Typically, health care insurance systems have a combination of public and private components. However, with the exception of a few countries, such as Germany, the Netherlands, and the United States, most industrialized countries have universal health care for basic health services, funded through the public sector. In a universal system, all citizens or residents, regardless of age, income, or health status, have access to a core set of health care benefits. Australia, Canada, France, Japan, Korea, Sweden, and the United Kingdom all have universal health care systems. Individuals can often supplement the health insurance they receive from the government with private insurance for health services not covered by the public system, or to cover large costs. In France, for example, 84.5 percent of the population purchased supplementary insurance from private sources in 1998. Thus, even in countries with universal health care, it is often the case that not all individuals have the same insurance coverage.
Some countries have mixed systems in which a portion of the population has only public insurance, while others have only private insurance. In Germany and the Netherlands, a majority of the population has public health insurance. Participants in the public insurance program are not allowed to purchase private health insurance that covers the core services already covered under the public system. Thus, among this group, everyone has equal basic health care coverage. Only those who have incomes above a cutoff level have the option to purchase their own private health insurance or go without health insurance.

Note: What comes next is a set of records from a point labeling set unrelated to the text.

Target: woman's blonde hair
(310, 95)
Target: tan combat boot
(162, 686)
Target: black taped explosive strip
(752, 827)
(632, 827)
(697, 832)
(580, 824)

The health insurance system in the United States is one of the most diverse. About two-thirds of nonelderly individuals in the United States obtain health insurance through an employer. Generally, this insurance is paid for by both the employer and the employee and is heavily subsidized by the income tax system. Some individuals who are working but are not offered employer-subsidized health insurance pay the full cost of their private health insurance. There are also individuals who have public health insurance provided for them by the government. Medicaid is a public program that helps some individuals in the United States who have low incomes or who are disabled pay for their health care. Medicare is a program that covers health care costs for most of the elderly population. In 2000, 15.8 percent of the nonelderly population in the United States was without health insurance.
In most countries, elderly persons are covered under the same health insurance program or system as other members of the population. One exception is the United States, where the vast majority of older adults are eligible for the public Medicare program. Another important part of a health care system for the elderly is insurance for long-term care. Long-term care insurance helps pay for nursing home care if, for example, an individual becomes ill or disabled for an extended period of time. In countries such as Sweden and Denmark, coverage of long-term care is included in the country's general health care system. Germany, on the other hand, has a separate public long-term care insurance program that is mandatory for most of the population. Meanwhile, in the United States, private long-term care insurance is optional and limited. Only the poor are provided with long-term care coverage, via Medicaid. Similarly, France provides free long-term care to the poorest elderly adults, but there is no social long-term insurance under the French system.
Financing
Health care spending varies widely across countries. Table 1 shows health care spending for some industrialized countries. In the United States, almost 13 percent of the gross domestic product (GDP) is devoted to health care spending, the highest of any country in the world. At the other end of the spectrum, the Southeast Asian country of Myanmar spends less than 2 percent of its GDP on health care.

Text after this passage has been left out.